Five years later, the boys still live in poverty in Sidi Moumen, which has expanded dramatically. Meanwhile, Morocco is in a state of cultural and political flux following the death of King Hassan II who had ruled the country since 1961. Upon his ascent to the throne, Hassan's son Mohammed VI promises to be a much less authoritarian ruler, vowing to improve Morocco's record on human rights abuses and to grant women more power. Many of his proposed reforms draw the ire of Islamic fundamentalists. Meanwhile, Hamid is now a successful drug dealer who pays off Pitbull, a corrupt police officer to stay in business. Hamid also makes Yachine promise not to get involved with drug dealing. Along with Nabil, Fouad, and Khalil, Yachine spends most of his days rummaging for things to sell at the city's medina marketplace and smoking marijuana. Yachine has also fallen in love with Fouad's sister, Ghislaine.



Angry at Pitbull after a disagreement over payments, Hamid throws a rock at the police officer's car. Hamid is promptly arrested and sentenced to prison for two years. Without his older brother to protect him, Yachine is muscled out of his spot selling junk in the marketplace. Nabil, whose mother, Tamou has been run out of town by religious fundamentalists, helps Yachine get a job with him at an engine repair shop owned by Ba'Moussa.

Two years later, the September 11 attacks occur in New York and Washington, D.C. A day later, Hamid is released from prison a changed man. He has renounced the drug trade and embraced an extreme form of Islamic fundamentalism. One day, Ba'Moussa tries to rape Nabil. Attempting to stop him, Yachine accidentally kills Ba'Moussa. With the help of Hamid and his radical Islamic friends, Yachine and Nabil hide the body. At Hamid's instruction, Yachine and Nabil lay low in a hidden Islamic compound where they meet Abou Zoubeir, a charismatic leader who recruits young men to carry out terrorist attacks in the name of Islam.

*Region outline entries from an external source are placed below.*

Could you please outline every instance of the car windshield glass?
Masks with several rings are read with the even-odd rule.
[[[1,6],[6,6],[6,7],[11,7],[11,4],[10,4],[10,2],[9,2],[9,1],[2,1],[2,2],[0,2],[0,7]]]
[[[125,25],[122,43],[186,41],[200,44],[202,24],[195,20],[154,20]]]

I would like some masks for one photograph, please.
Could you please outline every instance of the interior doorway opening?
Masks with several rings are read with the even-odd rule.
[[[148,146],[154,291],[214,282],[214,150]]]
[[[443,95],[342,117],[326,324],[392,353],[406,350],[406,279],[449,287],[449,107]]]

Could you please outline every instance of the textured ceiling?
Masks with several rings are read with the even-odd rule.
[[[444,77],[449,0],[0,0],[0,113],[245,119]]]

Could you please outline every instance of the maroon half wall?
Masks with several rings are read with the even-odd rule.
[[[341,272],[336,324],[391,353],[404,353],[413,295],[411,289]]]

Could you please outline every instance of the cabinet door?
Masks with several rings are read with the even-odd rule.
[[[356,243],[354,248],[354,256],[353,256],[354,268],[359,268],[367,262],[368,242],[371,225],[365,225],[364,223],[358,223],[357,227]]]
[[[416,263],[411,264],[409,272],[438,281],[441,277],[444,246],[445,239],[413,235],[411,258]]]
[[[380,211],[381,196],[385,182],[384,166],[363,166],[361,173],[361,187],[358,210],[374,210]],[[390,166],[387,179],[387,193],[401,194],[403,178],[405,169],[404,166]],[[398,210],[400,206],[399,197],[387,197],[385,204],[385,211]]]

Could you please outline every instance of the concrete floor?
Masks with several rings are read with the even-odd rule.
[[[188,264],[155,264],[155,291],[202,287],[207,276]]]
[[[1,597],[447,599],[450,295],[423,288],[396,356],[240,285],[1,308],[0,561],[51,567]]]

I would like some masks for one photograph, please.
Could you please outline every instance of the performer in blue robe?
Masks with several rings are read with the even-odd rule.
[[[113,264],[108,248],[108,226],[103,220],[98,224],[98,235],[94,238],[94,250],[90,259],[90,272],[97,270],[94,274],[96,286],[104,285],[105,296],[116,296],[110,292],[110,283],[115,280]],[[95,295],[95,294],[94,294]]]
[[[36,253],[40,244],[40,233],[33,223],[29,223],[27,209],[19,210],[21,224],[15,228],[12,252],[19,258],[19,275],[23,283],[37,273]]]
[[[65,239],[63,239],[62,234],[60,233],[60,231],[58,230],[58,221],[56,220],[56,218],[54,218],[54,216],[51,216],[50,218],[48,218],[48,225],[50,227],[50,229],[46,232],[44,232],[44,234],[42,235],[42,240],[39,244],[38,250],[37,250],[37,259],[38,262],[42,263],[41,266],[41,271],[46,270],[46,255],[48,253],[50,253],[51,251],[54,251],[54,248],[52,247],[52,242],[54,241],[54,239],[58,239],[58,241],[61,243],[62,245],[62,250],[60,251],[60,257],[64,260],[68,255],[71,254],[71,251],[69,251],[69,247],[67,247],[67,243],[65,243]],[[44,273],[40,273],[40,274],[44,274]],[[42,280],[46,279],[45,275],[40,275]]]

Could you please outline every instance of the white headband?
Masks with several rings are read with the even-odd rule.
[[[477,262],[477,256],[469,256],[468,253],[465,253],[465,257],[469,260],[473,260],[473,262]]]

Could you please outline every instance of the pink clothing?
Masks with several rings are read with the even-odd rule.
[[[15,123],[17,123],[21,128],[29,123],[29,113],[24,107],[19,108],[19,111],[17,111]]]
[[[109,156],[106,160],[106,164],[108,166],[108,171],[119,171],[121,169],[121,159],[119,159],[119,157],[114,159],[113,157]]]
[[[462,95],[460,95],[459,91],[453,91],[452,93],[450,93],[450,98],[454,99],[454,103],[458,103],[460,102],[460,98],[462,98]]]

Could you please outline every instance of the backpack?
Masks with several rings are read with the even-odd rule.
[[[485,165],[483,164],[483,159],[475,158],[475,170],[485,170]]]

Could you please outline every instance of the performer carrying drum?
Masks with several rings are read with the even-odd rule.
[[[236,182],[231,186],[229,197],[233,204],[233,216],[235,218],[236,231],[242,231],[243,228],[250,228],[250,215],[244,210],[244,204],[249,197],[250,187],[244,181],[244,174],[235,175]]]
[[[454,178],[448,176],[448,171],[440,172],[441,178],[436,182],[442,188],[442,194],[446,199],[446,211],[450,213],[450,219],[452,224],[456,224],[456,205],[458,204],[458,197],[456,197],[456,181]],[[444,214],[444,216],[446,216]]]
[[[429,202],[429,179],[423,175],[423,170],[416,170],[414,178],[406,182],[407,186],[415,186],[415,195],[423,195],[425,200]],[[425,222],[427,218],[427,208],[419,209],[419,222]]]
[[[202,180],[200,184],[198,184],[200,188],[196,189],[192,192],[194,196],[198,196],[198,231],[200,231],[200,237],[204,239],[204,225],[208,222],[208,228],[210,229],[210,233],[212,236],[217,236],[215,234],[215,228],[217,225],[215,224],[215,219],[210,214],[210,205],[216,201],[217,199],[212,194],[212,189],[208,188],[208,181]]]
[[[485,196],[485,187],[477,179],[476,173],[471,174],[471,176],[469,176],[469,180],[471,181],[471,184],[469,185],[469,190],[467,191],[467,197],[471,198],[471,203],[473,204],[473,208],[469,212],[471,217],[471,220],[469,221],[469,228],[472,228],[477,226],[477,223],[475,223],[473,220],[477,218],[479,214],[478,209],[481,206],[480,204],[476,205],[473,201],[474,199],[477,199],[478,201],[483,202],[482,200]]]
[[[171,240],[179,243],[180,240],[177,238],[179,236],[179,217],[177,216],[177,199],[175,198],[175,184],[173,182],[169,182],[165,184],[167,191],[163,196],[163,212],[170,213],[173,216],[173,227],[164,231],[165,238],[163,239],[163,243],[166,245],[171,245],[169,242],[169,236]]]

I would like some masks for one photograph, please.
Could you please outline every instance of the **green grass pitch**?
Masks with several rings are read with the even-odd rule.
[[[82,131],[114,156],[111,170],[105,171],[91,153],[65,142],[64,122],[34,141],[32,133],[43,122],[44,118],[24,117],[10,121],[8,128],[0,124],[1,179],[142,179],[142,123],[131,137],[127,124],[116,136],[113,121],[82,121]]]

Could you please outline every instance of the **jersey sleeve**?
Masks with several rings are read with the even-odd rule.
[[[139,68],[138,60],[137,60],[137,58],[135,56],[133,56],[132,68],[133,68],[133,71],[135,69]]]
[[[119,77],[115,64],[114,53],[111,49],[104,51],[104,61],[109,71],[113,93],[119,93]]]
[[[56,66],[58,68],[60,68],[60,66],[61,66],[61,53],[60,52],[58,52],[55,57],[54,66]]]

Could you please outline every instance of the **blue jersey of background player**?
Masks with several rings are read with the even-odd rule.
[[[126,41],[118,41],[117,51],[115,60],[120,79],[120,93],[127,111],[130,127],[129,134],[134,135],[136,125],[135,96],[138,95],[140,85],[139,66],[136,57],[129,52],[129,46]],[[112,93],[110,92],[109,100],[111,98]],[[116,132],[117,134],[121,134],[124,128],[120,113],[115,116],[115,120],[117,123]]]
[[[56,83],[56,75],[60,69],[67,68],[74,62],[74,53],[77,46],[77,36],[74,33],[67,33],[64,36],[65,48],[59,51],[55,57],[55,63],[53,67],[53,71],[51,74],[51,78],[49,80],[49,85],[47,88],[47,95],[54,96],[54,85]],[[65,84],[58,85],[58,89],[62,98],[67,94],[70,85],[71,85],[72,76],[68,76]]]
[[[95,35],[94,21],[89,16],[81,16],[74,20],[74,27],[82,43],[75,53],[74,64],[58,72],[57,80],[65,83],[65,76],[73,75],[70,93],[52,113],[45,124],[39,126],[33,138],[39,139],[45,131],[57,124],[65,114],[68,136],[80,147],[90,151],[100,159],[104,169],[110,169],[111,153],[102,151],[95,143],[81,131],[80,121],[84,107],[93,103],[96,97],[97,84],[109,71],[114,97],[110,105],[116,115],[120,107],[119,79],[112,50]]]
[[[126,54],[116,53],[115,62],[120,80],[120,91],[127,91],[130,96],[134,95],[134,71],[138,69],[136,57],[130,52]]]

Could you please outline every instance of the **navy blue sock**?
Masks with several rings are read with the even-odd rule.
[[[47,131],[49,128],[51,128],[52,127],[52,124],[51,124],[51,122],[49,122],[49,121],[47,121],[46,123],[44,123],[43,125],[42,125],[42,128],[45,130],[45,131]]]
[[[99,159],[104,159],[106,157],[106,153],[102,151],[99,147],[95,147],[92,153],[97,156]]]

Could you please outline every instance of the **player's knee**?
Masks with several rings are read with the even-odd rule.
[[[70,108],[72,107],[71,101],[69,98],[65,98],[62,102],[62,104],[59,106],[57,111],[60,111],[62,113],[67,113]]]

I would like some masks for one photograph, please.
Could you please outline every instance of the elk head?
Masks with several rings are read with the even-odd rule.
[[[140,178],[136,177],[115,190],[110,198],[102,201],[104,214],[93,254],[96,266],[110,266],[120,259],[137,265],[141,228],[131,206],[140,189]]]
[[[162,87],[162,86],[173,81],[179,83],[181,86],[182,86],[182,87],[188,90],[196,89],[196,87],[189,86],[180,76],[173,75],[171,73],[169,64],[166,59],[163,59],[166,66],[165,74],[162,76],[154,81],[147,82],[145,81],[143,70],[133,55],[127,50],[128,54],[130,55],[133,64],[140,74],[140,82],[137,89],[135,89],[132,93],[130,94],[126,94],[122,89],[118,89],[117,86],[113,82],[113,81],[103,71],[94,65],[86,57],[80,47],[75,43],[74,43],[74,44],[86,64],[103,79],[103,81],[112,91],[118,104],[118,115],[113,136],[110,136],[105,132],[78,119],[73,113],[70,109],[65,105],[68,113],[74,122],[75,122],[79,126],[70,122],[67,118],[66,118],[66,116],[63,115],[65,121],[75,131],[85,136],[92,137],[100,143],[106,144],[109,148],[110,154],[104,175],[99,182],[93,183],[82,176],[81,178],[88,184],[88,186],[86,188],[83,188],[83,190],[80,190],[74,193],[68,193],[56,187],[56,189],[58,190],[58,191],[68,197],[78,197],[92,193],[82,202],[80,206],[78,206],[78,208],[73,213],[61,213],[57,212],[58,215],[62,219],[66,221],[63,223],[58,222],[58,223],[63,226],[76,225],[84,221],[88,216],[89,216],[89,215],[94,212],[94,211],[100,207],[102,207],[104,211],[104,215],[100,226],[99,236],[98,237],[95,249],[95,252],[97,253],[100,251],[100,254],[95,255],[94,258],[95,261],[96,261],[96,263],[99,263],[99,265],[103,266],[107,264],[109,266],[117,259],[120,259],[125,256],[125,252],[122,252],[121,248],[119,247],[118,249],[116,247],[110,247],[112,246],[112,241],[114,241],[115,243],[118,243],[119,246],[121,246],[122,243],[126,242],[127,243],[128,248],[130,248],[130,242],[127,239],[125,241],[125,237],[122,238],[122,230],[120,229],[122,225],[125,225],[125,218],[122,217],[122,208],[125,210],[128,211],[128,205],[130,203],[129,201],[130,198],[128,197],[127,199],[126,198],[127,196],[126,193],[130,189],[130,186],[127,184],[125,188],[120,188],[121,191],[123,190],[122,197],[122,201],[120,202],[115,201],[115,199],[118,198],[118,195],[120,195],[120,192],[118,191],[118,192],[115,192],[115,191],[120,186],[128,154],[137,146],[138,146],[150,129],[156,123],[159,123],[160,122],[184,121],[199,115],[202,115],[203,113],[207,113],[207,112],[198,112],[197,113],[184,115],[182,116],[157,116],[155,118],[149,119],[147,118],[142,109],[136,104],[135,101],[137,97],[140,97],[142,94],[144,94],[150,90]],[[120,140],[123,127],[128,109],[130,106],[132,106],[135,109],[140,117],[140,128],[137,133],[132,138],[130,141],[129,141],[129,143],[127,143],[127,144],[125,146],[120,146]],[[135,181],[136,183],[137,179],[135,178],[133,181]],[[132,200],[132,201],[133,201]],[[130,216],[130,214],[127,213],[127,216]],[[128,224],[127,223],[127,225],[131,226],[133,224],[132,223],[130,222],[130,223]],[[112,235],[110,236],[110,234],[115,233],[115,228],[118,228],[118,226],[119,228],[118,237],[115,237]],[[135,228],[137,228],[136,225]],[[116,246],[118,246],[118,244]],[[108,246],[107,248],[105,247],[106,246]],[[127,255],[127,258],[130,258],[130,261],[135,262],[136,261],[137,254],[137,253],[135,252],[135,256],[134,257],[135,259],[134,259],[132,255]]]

Within a year, Yachine, Nabil, and Fouad have all been radicalized as Islamic zealots. They are invited by Zoubeir to join the innermost circle of the terrorist cell, which upsets Hamid. By this time, Yachine has begun to use his given birth name, Tarek. After Tarek and others are beaten in a police raid, an unidentified religious leader arrives at the cell's headquarters to preach the importance of martyrdom, telling the youths, "Fly, horses of God, and the gates of paradise will open for you." The leader selects Tarek, Nabil, Fouad, and Hamid to carry out a suicide bombing attack. While Hamid is happy to be chosen, he is deeply jealous that Tarek is chosen as well.



In May of 2003, shortly before the attack, the group visits the wealthy part of Casablanca where most of them have never been. The boys are amazed by the displays of affluence and lush forests, a dramatic departure from the environment of their desert shantytown. On the day of the attack, the boys wander the city until nightfall. As they approach the Casa de Espana restaurant, Fouad flees in a panic. Tarek and Nabil stab and kill the guard outside the restaurant. Inside, Tarek, Hamid, and Nabil set off their bombs, killing themselves and 20 others, most of whom are Muslim.

Horses of God is an intense examination of how young men are recruited to become suicide bombers, told through the lens of a real-life event.